BLE communication of a Nordic nRF52840dk and Raspberry Pi 3
In this article we explore one example of BLE communication between an nRF52840 DK microcontroller from Nordic Semiconductor and a Raspberry Pi 3 Model B. The nRF52840, running Zephyr RTOS, acts as a BLE peripheral, sending data to the Raspberry Pi using the GATT protocol. The Raspberry Pi, running a Python script with the bluepy library, listens for notifications and visualizes the data using matplotlib.
nRF52840 Code (Zephyr RTOS)
The first part of the code runs on the nRF52840 microcontroller, which advertises itself as a BLE peripheral and sends data to the Raspberry Pi.
BLE Initialization:
The nRF52840 uses Zephyr's Bluetooth stack to initialize Bluetooth subsystem (bt_enable()) and set up the advertising data (bt_le_adv_start()).
err = bt_enable(NULL);
if (err) {
printk("Bluetooth init failed (err %d)\n", err);
return 0;
}
Advertising:
The nRF52840 advertises its presence to nearby devices using the bt_le_adv_start() function. The advertisement includes a custom service UUID that the Raspberry Pi will later use to identify and interact with the peripheral.
err = bt_le_adv_start(BT_LE_ADV_CONN_FAST_1, ad, ARRAY_SIZE(ad), NULL, 0);
Custom GATT Service:
A custom GATT service is defined, which includes a characteristic that can be read by the Raspberry Pi. The characteristic holds a double value, which is updated and sent periodically to the Raspberry Pi.

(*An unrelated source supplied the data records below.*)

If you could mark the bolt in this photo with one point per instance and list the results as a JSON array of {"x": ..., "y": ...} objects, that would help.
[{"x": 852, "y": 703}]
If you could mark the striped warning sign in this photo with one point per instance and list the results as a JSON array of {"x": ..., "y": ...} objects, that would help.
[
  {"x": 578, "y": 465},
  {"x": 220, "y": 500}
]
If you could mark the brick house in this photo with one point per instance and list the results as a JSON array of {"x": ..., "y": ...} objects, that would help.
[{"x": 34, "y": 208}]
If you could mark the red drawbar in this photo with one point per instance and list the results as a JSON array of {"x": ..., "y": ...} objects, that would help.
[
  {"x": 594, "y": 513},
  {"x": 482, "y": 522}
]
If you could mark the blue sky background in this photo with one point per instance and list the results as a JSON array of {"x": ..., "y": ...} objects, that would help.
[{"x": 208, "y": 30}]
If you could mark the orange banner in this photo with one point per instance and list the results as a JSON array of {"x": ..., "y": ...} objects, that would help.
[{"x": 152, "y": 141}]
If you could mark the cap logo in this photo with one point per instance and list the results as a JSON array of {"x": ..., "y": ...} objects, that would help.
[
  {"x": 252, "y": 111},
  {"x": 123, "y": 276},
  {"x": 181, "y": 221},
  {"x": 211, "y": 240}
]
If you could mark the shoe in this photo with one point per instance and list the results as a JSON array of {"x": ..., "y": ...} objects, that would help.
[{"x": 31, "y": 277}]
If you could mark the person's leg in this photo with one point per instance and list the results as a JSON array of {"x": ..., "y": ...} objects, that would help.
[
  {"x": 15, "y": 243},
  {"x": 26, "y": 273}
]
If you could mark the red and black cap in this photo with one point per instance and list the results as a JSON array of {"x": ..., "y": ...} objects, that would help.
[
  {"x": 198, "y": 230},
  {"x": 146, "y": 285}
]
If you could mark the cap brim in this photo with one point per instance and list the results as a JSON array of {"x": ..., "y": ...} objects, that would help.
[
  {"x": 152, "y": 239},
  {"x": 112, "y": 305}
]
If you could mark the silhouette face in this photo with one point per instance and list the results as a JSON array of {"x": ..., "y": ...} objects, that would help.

BT_GATT_CHARACTERISTIC(&custom_char_uuid.uuid,
BT_GATT_CHRC_READ | BT_GATT_CHRC_NOTIFY,
BT_GATT_PERM_READ,
read_custom_val, NULL, &custom_value)
Handling Connections:
The connected and disconnected callbacks are set up to handle BLE connections. The peripheral waits for connections only from the Raspberry Pi(thus used filtering with bt_le_filter_accept_list_add() where manually added bt_address of Rpi), and once connected, it begins sending data through the GATT notifications.
err = bt_le_filter_accept_list_add(&rpi_mac);
if (err) {
printk("Failed to add RPi to accept list (err %d)\n", err);
return;
}
Sending Data:
The custom_value variable, which holds a double, is periodically updated using the generate_random_double() function. The updated value is sent to the Raspberry Pi using GATT notifications.
bt_gatt_notify(NULL, &custom_svc.attrs[1], &custom_value, sizeof(double));
Raspberry Pi Code (Python)
On the Raspberry Pi, we use Python to handle the BLE connection and visualize the data received.
Connecting to the BLE Peripheral:
The Peripheral class from the bluepy library is used for establishing the connection to the nRF52840. Raspberry Pi uses the peripheral's address (in this case, a random address-which we get from minicom which is monitoring nRF52840) to connect.
peripheral = Peripheral(nrf_address, addrType=ADDR_TYPE_RANDOM)
Handling Notifications:
A custom NotificationDelegate class is created to handle incoming notifications from the nRF52840. When new data is received, it is unpacked and added to a queue for later processing.
def handleNotification(self, cHandle, data):
if len(data) == 8: #ensure double variable.
value = struct.unpack('<d', data)[0]
self.data_queue.append(value)
Plotting:
Received data are plotted using matplotlib. The update_plot() function is used to dynamically update the plot every time new data is received. The FuncAnimation class is used for this.
ani = animation.FuncAnimation(fig, update_plot, fargs=(data_queue, line), interval=100)
Running the Listener:
The ble_listener() function continuously listens for notifications from the nRF52840. It runs as separate thread for not blocking the execution while the plot is being updated.
ble_thread = threading.Thread(target=ble_listener, daemon=True)
ble_thread.start()
Once the connection is established and notifications are being received, the Raspberry Pi creates the visualization showing the values received.